A clinical diagnosis of RS3PE was made by the rheumatologists and the patient was started on prednisolone 20 mg daily. The swelling reduced considerably over the next few weeks and the steroid dose weaned.
Discussion
First described by McCarty et al. in 1985,1 RS3PE is a condition which presents with acutely swollen hands and often feet. Classically, there is synovitis and tenosynovitis with pitting oedema of the dorsum of the hand. It occurs mainly in men over the age of 50 years old. Radiographs are usually normal and rheumatoid factor is negative but inflammatory markers may be elevated. Resolution of symptoms occurs with low-dose steroids.
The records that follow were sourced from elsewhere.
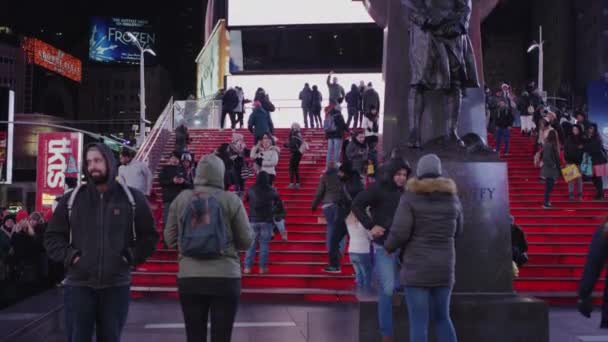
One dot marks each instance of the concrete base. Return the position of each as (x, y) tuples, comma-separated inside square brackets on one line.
[(477, 318)]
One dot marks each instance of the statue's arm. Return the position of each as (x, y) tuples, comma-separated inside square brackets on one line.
[(461, 14), (419, 13)]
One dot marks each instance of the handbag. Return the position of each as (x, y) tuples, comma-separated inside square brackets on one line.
[(247, 171), (587, 165), (370, 169), (571, 172), (304, 147)]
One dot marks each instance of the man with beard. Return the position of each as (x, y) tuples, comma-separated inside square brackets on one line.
[(99, 231)]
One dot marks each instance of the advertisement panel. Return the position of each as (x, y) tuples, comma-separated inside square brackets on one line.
[(51, 58), (110, 43), (310, 12), (59, 155), (284, 91), (7, 114), (212, 63)]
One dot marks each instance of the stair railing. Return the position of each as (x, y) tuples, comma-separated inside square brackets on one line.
[(152, 149)]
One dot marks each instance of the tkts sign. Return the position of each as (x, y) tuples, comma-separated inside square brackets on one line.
[(59, 154)]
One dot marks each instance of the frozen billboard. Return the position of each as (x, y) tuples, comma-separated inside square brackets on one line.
[(109, 42)]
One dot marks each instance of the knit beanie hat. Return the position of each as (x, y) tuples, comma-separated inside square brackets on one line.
[(429, 166)]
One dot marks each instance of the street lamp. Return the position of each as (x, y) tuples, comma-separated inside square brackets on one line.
[(142, 88), (541, 57)]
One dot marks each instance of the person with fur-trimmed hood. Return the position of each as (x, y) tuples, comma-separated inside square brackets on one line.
[(426, 223)]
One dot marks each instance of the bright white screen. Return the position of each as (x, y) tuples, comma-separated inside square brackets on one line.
[(295, 12), (285, 89)]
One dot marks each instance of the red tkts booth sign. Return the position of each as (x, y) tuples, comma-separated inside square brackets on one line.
[(58, 155)]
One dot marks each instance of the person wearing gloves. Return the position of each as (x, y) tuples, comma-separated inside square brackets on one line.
[(382, 199), (266, 156), (426, 223)]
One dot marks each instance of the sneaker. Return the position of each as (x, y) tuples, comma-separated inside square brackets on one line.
[(332, 269)]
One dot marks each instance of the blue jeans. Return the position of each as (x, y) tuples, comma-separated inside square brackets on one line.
[(102, 310), (362, 262), (502, 134), (263, 234), (385, 268), (331, 217), (334, 146), (423, 302)]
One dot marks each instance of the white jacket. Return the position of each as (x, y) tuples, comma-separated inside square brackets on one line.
[(270, 158), (137, 175), (368, 126)]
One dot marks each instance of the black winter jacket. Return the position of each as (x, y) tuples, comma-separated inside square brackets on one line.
[(572, 153), (170, 189), (101, 226), (595, 148), (504, 118), (340, 126), (262, 199), (382, 198)]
A number of cases of RS3PE are associated with malignancy.2 There are also reports of RS3PE in association with most other rheumatological conditions, including rheumatoid arthritis, spondyloarthropathies, psoriatic arthritis and PMR.3 Cases of PMR often have distal signs and more frequently distal relapses. Therefore, RS3PE has been hypothesised to be part of a spectrum of PMR, although RS3PE does not require such high doses of steroids.4
In the case above, the patient initially presented with hand swelling. He also described shoulder girdle pain, which hints at a diagnosis of PMR. It is likely that the 20-mg course of prednisolone given by the general practitioner, if continued for a longer duration, would have considerably improved the hand swelling. A higher dose of steroids would have been needed to control the symptoms of PMR. It could also be speculated that the pancreatic mass and RS3PE are not coincidental, although as yet the mass has not been confirmed as malignant.
RS3PE is a rare diagnosis and remains only partially understood. The case presented above would not be an unusual course of events for someone presenting with RS3PE. Acute physicians should be aware of the existence of this rheumatological condition, as well as its sometimes serious associations.